4. Sidechain, a hybrid between channels and nested blockchains used to process multiple transactions simultaneously. Sidechains operate separately from the blockchain L1 and have their own consensus algorithm. They use a cross-chain bridge to connect to the mainnet. In the parent blockchain (L1), crypto-assets are blocked while they are being handled on the sidechain, once they return to the L1, they are unblocked. The difference between a sidechain and a statechain is that the former publicly records all transactions in the register. Also, if security is breached in a sidechain, there is no impact on other sidechains or the mainnet.

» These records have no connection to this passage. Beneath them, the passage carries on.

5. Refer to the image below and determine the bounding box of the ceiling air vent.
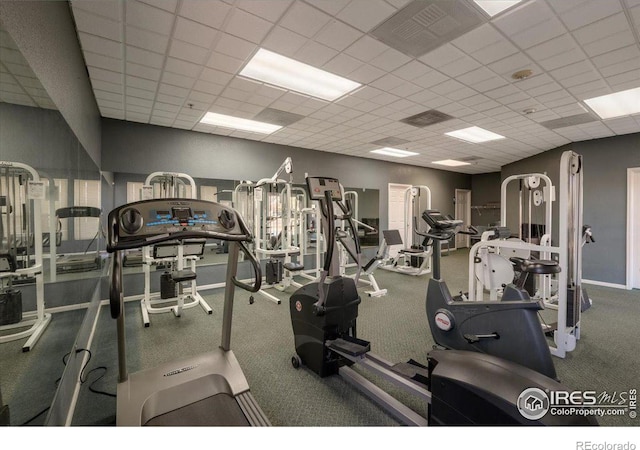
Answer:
[371,136,410,147]
[370,0,487,58]
[400,109,454,128]
[540,113,598,130]
[254,108,304,127]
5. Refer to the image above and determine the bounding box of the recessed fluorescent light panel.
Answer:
[240,48,361,101]
[433,159,471,167]
[200,112,282,134]
[371,147,420,158]
[584,87,640,119]
[474,0,522,17]
[445,127,504,144]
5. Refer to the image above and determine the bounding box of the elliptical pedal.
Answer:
[325,336,371,356]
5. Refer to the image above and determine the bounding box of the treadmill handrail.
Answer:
[107,229,253,253]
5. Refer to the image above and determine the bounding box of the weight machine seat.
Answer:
[171,269,197,283]
[282,262,304,272]
[509,256,560,275]
[398,248,426,253]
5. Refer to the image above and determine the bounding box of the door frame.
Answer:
[453,189,471,249]
[387,183,412,257]
[626,167,640,289]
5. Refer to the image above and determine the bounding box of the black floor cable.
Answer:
[20,348,116,426]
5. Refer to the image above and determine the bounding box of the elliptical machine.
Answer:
[422,210,560,379]
[289,177,597,426]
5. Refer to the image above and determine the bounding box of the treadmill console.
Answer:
[422,209,464,231]
[307,177,342,201]
[109,199,252,251]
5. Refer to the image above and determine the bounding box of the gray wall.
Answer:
[101,119,471,229]
[471,172,501,227]
[502,133,640,285]
[0,0,101,164]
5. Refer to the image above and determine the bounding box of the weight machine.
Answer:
[249,157,304,305]
[0,161,51,352]
[140,172,215,327]
[338,185,387,297]
[380,185,433,276]
[467,151,593,358]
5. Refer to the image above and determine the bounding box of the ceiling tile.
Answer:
[322,53,364,78]
[207,52,244,74]
[582,30,635,57]
[315,20,363,51]
[169,39,209,64]
[87,67,122,83]
[162,72,196,89]
[224,9,273,44]
[126,45,164,69]
[84,52,122,72]
[215,33,257,60]
[451,23,502,55]
[124,0,174,36]
[125,62,161,81]
[179,0,232,29]
[71,0,122,22]
[125,86,156,100]
[73,9,121,41]
[279,2,331,38]
[560,0,622,30]
[173,17,219,48]
[126,26,169,54]
[511,18,566,49]
[78,32,122,60]
[572,13,629,45]
[369,48,411,72]
[294,41,338,67]
[158,83,189,98]
[193,79,224,95]
[235,0,291,23]
[349,64,385,84]
[336,0,396,33]
[125,76,158,92]
[262,27,307,57]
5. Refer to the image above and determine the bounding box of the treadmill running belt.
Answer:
[144,393,250,427]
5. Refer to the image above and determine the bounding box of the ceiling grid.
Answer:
[6,0,640,173]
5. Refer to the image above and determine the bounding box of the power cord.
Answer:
[20,348,116,426]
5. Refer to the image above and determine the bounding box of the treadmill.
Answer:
[107,199,271,426]
[55,206,102,273]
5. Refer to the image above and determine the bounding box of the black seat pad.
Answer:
[282,262,304,272]
[171,269,196,283]
[522,259,560,275]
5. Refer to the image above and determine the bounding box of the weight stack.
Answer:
[160,272,177,299]
[0,289,22,325]
[265,259,282,284]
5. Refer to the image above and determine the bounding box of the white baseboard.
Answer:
[582,278,627,291]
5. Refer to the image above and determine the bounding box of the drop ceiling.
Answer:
[60,0,640,173]
[0,24,57,109]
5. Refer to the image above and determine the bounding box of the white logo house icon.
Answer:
[517,388,549,420]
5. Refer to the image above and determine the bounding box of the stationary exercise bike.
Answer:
[422,210,560,379]
[289,177,597,425]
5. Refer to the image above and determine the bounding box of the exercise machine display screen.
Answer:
[307,177,342,201]
[172,208,193,222]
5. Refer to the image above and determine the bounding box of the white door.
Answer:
[387,183,412,258]
[627,167,640,289]
[455,189,471,248]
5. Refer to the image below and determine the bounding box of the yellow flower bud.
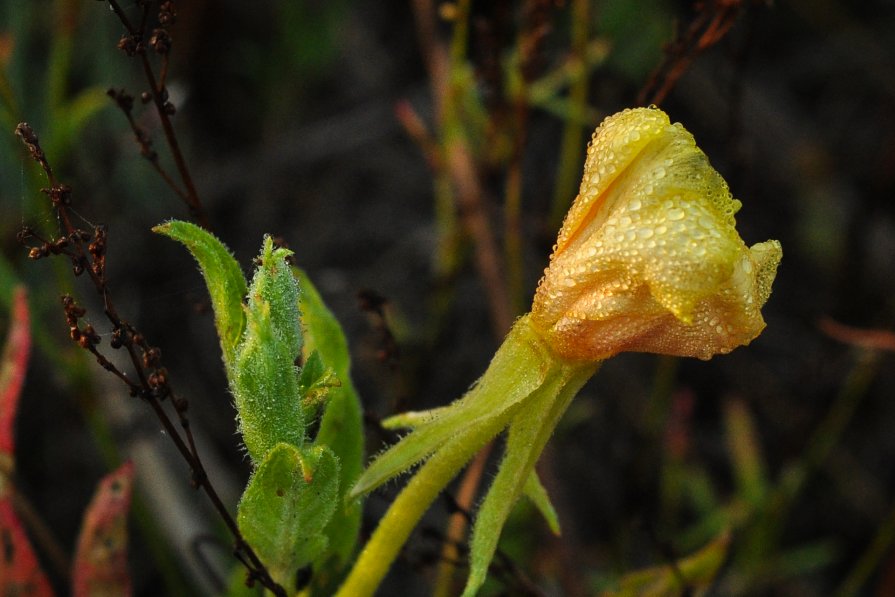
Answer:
[532,108,782,360]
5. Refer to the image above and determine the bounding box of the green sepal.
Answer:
[152,220,246,374]
[463,365,595,597]
[237,443,339,587]
[293,268,364,576]
[230,237,306,463]
[351,318,552,495]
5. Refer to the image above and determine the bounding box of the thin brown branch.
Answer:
[109,0,211,230]
[637,0,745,106]
[16,123,286,596]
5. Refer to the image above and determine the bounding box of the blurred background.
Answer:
[0,0,895,595]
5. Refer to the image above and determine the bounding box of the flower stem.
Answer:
[337,316,597,597]
[336,410,515,597]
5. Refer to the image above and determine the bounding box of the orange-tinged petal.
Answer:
[532,108,781,360]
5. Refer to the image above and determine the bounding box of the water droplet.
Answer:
[665,207,685,220]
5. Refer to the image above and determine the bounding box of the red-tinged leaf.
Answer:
[0,286,31,456]
[72,461,134,597]
[0,495,53,597]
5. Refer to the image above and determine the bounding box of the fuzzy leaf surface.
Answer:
[230,237,306,463]
[294,269,364,577]
[152,220,246,372]
[237,443,339,586]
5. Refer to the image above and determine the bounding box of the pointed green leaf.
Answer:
[230,237,307,463]
[152,220,246,372]
[522,471,562,537]
[294,268,364,582]
[237,444,339,587]
[298,350,342,412]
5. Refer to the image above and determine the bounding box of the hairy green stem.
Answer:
[337,317,598,597]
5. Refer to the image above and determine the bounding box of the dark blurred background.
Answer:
[0,0,895,595]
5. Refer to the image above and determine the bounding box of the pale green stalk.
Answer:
[337,316,597,597]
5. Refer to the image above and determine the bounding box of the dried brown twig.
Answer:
[637,0,745,106]
[107,0,211,230]
[16,123,286,596]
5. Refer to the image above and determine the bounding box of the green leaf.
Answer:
[152,220,246,368]
[237,444,339,587]
[294,268,364,572]
[298,350,342,420]
[600,531,730,597]
[230,237,307,463]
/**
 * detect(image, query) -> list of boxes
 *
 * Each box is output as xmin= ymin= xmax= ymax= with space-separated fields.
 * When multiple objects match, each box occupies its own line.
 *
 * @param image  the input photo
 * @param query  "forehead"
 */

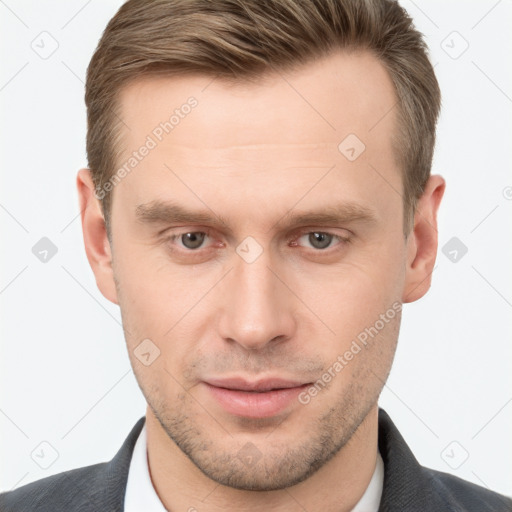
xmin=114 ymin=51 xmax=401 ymax=228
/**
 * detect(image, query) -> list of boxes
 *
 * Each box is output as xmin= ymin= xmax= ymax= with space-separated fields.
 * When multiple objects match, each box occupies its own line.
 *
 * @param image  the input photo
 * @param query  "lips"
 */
xmin=204 ymin=378 xmax=310 ymax=418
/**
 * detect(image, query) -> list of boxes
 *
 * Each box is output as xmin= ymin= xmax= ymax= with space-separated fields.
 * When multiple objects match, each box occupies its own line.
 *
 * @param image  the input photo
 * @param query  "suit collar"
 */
xmin=108 ymin=409 xmax=447 ymax=512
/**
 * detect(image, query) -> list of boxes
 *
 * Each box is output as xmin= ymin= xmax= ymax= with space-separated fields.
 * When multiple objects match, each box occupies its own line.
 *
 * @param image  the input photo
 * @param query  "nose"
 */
xmin=219 ymin=247 xmax=296 ymax=350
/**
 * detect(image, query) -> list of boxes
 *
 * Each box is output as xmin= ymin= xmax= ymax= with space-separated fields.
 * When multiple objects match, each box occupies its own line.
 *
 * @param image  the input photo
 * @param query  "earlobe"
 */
xmin=402 ymin=175 xmax=446 ymax=303
xmin=76 ymin=169 xmax=118 ymax=304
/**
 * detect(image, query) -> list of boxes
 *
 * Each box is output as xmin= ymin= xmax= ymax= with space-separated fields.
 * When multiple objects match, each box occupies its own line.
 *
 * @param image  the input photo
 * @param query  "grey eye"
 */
xmin=180 ymin=231 xmax=206 ymax=249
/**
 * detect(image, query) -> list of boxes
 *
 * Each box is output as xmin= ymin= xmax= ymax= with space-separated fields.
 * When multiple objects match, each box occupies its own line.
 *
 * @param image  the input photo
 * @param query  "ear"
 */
xmin=402 ymin=175 xmax=446 ymax=303
xmin=76 ymin=169 xmax=118 ymax=304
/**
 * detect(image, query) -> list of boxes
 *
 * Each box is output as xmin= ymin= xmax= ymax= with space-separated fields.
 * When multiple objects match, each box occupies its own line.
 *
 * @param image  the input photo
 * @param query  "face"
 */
xmin=78 ymin=49 xmax=442 ymax=490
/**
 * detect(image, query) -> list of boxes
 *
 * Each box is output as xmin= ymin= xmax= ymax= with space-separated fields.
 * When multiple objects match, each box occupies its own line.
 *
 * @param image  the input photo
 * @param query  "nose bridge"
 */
xmin=220 ymin=243 xmax=294 ymax=349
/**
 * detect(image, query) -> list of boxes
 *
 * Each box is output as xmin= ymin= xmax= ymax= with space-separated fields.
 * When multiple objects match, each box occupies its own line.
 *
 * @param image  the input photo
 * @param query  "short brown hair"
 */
xmin=85 ymin=0 xmax=441 ymax=238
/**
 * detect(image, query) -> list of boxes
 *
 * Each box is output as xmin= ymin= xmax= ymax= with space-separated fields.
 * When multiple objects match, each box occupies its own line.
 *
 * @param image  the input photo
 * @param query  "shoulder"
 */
xmin=379 ymin=409 xmax=512 ymax=512
xmin=0 ymin=462 xmax=107 ymax=512
xmin=423 ymin=468 xmax=512 ymax=512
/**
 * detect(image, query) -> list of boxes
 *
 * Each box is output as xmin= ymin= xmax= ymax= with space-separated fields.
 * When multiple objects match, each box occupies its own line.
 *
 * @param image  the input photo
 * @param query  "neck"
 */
xmin=146 ymin=405 xmax=378 ymax=512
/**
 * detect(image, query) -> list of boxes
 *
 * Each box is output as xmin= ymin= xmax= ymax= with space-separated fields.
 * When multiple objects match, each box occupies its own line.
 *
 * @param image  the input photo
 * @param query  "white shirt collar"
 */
xmin=124 ymin=423 xmax=384 ymax=512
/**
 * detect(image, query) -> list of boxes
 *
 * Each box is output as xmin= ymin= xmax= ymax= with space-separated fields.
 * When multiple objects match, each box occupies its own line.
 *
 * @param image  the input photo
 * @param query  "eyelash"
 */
xmin=166 ymin=229 xmax=352 ymax=254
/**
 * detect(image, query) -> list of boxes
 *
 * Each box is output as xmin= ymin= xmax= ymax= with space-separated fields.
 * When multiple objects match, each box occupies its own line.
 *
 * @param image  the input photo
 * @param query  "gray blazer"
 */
xmin=0 ymin=409 xmax=512 ymax=512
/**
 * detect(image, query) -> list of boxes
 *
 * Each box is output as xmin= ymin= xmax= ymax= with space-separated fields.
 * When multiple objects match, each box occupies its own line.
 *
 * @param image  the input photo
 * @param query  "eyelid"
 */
xmin=290 ymin=228 xmax=352 ymax=252
xmin=165 ymin=227 xmax=352 ymax=253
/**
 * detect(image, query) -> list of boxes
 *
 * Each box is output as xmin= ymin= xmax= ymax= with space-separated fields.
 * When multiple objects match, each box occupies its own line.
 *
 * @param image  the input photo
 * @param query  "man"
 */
xmin=0 ymin=0 xmax=512 ymax=512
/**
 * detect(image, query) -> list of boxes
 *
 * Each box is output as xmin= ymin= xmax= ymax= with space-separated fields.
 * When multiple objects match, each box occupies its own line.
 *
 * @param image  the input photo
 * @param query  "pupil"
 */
xmin=181 ymin=232 xmax=205 ymax=249
xmin=309 ymin=233 xmax=332 ymax=249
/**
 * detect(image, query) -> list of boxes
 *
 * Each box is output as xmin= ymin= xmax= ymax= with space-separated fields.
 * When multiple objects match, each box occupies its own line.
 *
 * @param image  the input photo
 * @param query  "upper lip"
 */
xmin=204 ymin=377 xmax=306 ymax=392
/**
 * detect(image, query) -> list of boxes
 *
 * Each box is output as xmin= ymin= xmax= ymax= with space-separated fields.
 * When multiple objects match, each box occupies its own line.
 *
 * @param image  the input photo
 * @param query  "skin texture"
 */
xmin=77 ymin=52 xmax=444 ymax=511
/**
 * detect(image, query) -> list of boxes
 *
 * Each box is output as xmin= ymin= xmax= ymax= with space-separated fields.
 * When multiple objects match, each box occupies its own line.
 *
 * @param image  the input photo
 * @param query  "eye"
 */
xmin=294 ymin=231 xmax=349 ymax=251
xmin=171 ymin=231 xmax=208 ymax=250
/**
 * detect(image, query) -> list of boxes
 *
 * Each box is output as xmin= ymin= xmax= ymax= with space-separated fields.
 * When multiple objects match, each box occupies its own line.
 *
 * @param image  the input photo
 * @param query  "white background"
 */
xmin=0 ymin=0 xmax=512 ymax=495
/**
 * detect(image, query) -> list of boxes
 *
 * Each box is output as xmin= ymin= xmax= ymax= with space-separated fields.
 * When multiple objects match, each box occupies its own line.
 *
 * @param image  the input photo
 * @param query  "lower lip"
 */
xmin=205 ymin=383 xmax=309 ymax=418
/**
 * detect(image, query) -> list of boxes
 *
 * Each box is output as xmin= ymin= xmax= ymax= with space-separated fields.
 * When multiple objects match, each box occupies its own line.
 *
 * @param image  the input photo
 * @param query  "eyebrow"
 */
xmin=135 ymin=200 xmax=377 ymax=234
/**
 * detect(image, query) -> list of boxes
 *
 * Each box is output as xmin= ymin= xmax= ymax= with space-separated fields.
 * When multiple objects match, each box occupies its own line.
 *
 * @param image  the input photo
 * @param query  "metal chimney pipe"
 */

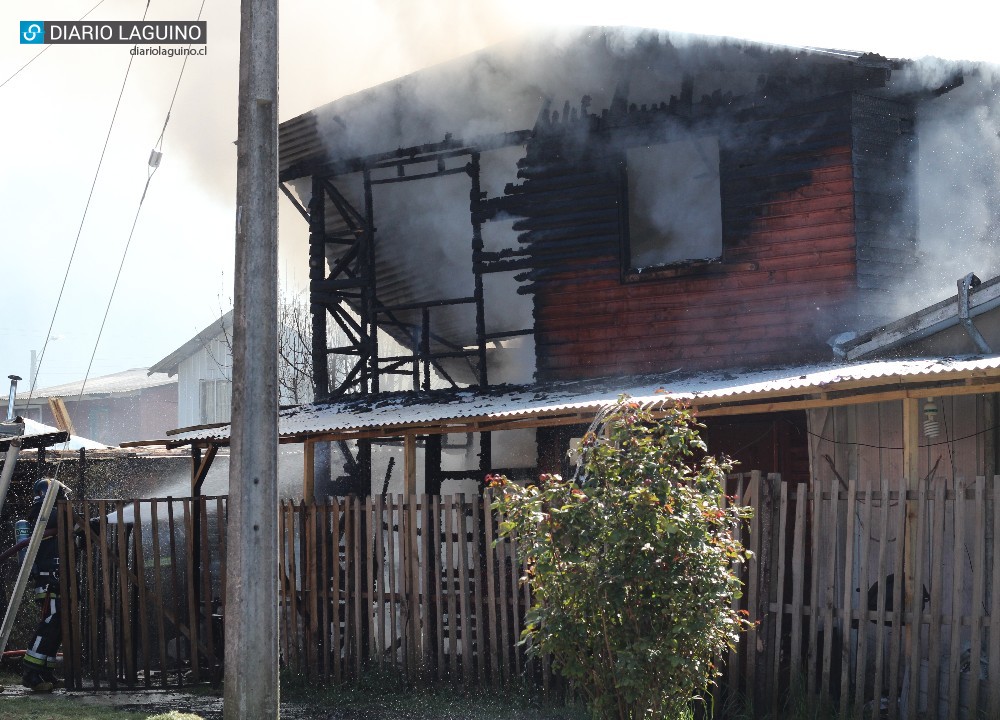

Blockchains L2: Optimism (solves Ethereum's scalability problem by using Optimistic rollups), Polygon (increases the scalability of the Ethereum blockchain by using sidechain technology), Lightning Network (integrated into the Bitcoin network, helps make transactions faster and cheaper).
Blockchains Layer 2 also have disadvantages:
- New blockchains on top of the mainnet result in additional obstacles to communication between blockchains.
- L2 has a lower level of security than the mainnet causing additional risks.
- Layer 2 does not solve the problems of the underlying networks, but only 'polishes' a blockchain.
Understanding blockchain layers will help you realize your crypto project's place in the blockchain ecosystem.